Максим Блажов разругал в газете неудачную, по его мнению, постановку областного театра, а одна из московских газет, наоборот, неделю спустя расхвалила ее. И тогда в редакции заговорили о том, что он просто-напросто свел счеты с режиссером из-за жены. Редактор воспользовался случаем, произнес на летучке обличительную речь – чуть ли не целый час доказывал терпеливо сидевшим в его кабинете сотрудникам, каким принципиальным, честным, боевитым должен быть каждый советский журналист. В его выступлении все было абсолютно верно и все удручало своей верностью. Он обвинил Максима Блажова в себялюбии, корыстности, в мещанской ограниченности, а через несколько дней в обкоме партии сетовал с горестным, убитым видом на то, что молодой коммунист Блажов подводит газету, что от него только и жди какую-нибудь серьезную ошибку. Разве может человек быть объективным в оценке явлений культурной жизни области если он преследует эгоистические цели? Максим защищался как мог, отвел почти все нападки на него.
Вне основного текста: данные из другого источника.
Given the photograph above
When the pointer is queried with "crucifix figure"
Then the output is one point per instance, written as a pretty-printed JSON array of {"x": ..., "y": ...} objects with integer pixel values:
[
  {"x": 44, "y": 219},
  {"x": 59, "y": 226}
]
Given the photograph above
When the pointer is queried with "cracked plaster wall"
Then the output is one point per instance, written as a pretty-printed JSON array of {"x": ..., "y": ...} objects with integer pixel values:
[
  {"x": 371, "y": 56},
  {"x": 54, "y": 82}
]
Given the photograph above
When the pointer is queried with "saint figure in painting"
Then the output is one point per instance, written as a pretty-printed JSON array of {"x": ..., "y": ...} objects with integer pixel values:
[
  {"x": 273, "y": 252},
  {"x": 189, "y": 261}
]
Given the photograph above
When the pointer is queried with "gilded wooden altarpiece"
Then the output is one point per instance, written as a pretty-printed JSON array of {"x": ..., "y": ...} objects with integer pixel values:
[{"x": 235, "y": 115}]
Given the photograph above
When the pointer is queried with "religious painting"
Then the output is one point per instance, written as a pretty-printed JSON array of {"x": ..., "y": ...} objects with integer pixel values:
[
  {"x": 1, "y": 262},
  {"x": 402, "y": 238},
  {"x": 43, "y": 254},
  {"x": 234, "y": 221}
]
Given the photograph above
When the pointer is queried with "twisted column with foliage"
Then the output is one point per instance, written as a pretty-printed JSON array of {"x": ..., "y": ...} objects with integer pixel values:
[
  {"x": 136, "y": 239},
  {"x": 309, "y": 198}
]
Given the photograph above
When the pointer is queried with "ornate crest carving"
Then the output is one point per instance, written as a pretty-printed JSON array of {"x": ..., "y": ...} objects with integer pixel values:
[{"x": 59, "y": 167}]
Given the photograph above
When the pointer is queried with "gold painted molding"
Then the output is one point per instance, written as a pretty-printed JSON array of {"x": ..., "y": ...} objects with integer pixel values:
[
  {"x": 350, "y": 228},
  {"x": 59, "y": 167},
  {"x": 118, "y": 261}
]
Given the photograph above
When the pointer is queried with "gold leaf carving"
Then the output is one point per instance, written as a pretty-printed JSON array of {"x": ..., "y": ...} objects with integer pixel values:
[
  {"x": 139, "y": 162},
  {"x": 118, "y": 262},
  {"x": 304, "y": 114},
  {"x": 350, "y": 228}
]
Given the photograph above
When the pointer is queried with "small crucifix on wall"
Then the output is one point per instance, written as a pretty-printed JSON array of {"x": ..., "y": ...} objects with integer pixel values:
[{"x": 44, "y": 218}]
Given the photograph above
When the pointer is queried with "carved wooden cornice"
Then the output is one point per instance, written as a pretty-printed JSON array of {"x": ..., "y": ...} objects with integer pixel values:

Разговор в обкоме свелся к тому, что обоих пожурили, покритиковали и предложили улучшать газету…

После этого Максим Блажов еще упорней стал работать, засиживался в редакции допоздна, чтобы не быть одному в пустой, опостылевшей квартире на девятом этаже. Ему понравился сборник стихов местного поэта, и он написал большую статью о поэзии. А через месяц ту же книжку высмеяла в фельетоне другая газета, назвав ее автора «глашатаем азбучных истин и общих мест». И опять на Максима обрушился гнев главного редактора, но в этот раз наступление уже велось с твердым намерением избавиться наконец-то от неугодного, строптивого сотрудника. В обкоме партии, куда Максима пригласили, ему пришлось пережить три тяжких часа, какие еще никогда не выпадали на его долю. Он разгорячился, разволновался, обозвал редактора интриганом. Ему указали на его невыдержанность, а редактор, красный от напряжения, со вспотевшей лысиной, вдруг решил сыграть ва-банк и поставил вопрос так: «Либо я, либо он!»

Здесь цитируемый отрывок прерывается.